Take this from the very first page:

I could shove this swizzle stick through his heart, Min thought. She wouldn't do it, of course. The stick was plastic and not nearly pointed enough on the end. Also, people didn't do things like that in southern Ohio. A sawed-off shotgun, that was the ticket.


That’s not just a joke. That’s the joke equivalent of a motorway pileup. Just when you think it’s all over, it hits you again. Bet Me is absolutely bursting with this kind of acerbic, merciless wit, to say nothing of the steady stream of one-liners that fly past you like bullets from a LOL gun. I am not forgetting “tall, dark and self-righteous” any time soon. In case it isn’t obvious: I totally loved the book. When you’re reading it, you get the feeling you’re in really safe hands, Ms Crusie knows exactly what she’s doing, and you can just sit back and enjoy the ride without worrying if the hero is going to arbitrarily starting being an arse or the heroine is suddenly going to get a spinedectomy. Bet Me fits together really well. It’s funny but not shallow, romantic but not sentimental, sharp but not cruel. It’s themes of fairytales and reality, chance and fate, freedom and restriction, unfurl beautifully, as the plot twists and turns, mirrors itself and doubles back. Frankly, it’s just a really damn good book by any standards you care to name.

Also, I don’t know if it’s just a different set of expectations between contemporaries and historicals but I felt like I could genuinely relate to the characters in Bet Me. I hesitate to use the word ‘plausible’ in this context because fiction is fiction and its role is not necessarily solely to represent reality as it applies to us. But I think there’s extent to which ‘history’ is as much an imagined place as any fantasy kingdom, so it gives the author liberty to create bold, larger-than-life characters, who can shoot each other, kidnap each other, and generally behave in a manner that would have you running away screaming if it actually took place in your vicinity. Whereas the characters in Bet Me felt as though they could be people I’ve actually met. They acted in sympathetically recognisable ways. Even the villains aren’t really villains.

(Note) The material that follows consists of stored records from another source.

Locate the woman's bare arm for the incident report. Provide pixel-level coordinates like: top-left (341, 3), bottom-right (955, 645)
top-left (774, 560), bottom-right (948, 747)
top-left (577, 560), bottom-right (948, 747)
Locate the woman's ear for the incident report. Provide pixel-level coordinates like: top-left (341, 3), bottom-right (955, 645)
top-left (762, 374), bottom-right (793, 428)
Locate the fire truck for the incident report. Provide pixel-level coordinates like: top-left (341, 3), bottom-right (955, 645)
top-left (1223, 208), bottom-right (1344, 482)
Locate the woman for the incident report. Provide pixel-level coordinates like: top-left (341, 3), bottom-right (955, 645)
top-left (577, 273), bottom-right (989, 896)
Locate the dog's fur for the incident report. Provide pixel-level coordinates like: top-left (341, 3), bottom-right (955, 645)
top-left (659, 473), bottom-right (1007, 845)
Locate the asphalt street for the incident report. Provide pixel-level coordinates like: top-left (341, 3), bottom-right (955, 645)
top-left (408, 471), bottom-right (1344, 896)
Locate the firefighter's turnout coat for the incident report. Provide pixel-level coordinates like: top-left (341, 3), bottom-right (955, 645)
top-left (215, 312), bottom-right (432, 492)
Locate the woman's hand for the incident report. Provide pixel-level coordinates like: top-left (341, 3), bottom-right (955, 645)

They’re just selfish, annoying and a little bit pathetic. It’s all quite personal, small-scale and human, even though events tend to play out exaggeratedly for comic effect.

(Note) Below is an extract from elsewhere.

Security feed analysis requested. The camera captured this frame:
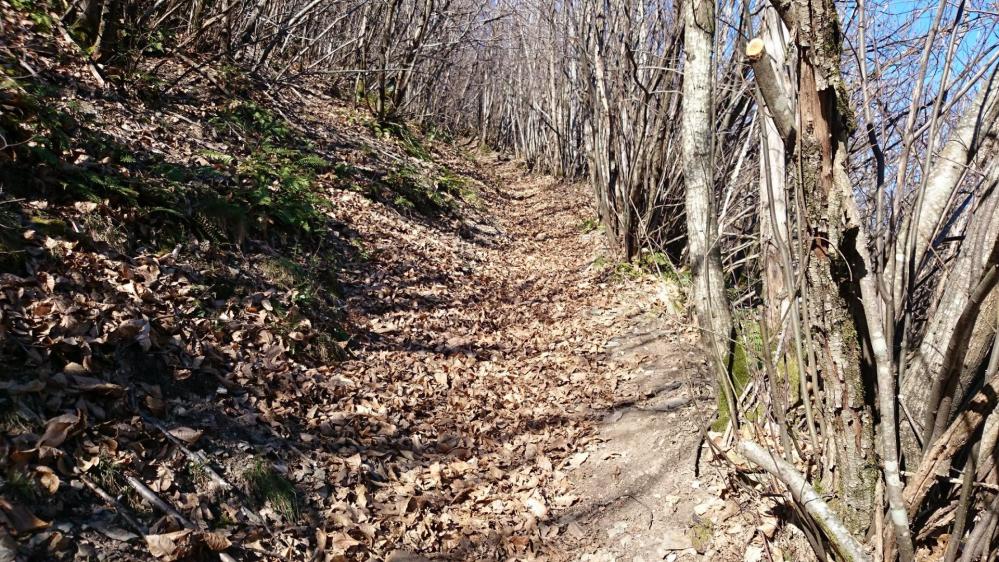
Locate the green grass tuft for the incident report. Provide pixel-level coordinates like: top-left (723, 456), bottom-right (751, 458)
top-left (243, 459), bottom-right (298, 521)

For me, this ended up being both a strength and weakness: a strength because I really liked the experience of feeling part of a familiar world and a weakness because I discovered that my Genre Habituation is still somewhat weak. I kept bogging down in what felt like pointless minutiae, while recognising rationally it was textually important stuff. I think I’m slightly better at reading historicals, paranormals and steampunk romantic adventures than I am at reading contemporaries because, although they contain kissing and characterisation and girly stuff like that (I jest), there also tend to be fight scenes, explosions, zombies and people going to boxing matches. There were none of these things in Bet Me. Please understand, I’m not remotely suggesting that’s a flaw in the text, so much as flaw in me and my reading. And I’m working on it.

There were shoes. And talking, there’s a lot of talking, usually about dating. And haircuts. And nights in with the girls. And it all left me a bit: okay, you just carry on, I’ll be over here now. There’s also this bloody wedding that lurks about like Captain Hook’s crocodile during the first half of the book and then bursts out of the water during the second, devouring everything in its path. I’m sorry to be a curmudgeon but I just don’t like weddings, okay? The family wedding thing? It’s hell. Been there, done that (thankfully not mine, I hasten to add). It’s bad enough in real life. And here I was gritting my teeth through the endless travails and organisational crises of a fictional one. Although I will admit to a deeply pleasurable schadenfreude when it all exploded horribly. Okay, I lied about the lack of explosions in Bet Me. It does have explosions. It’s just that they’re social.

The other thing that struck me as interesting about Bet Me, and I’d be intrigued to know if applies to contemporaries generally, was the degree to which the relationship between Min and Cal, although important, remained quite secondary. Most of the other books I’ve read have either focused exclusively on the romance (occasionally to the detriment of everything else) or have embedded the love story so deeply in the world that the two are inseperable. Min’s developing feelings for Cal are part of a much broader arc and, essentially, he only really becomes narratively important when he becomes important to Min. It’s Min’s book, through and through, and it’s just as much about her journey towards self-acceptance and personal happiness, as it is about the importance of getting it on with a hot guy. I really liked this, actually. I understand the appeal of the Wuthering Heights “it is about us, only us, forever” thing, and there’s absolutely nothing wrong with it, but I found it refreshing to be reading something more balanced. Love is, after all, only a part of living a full and meaningful life.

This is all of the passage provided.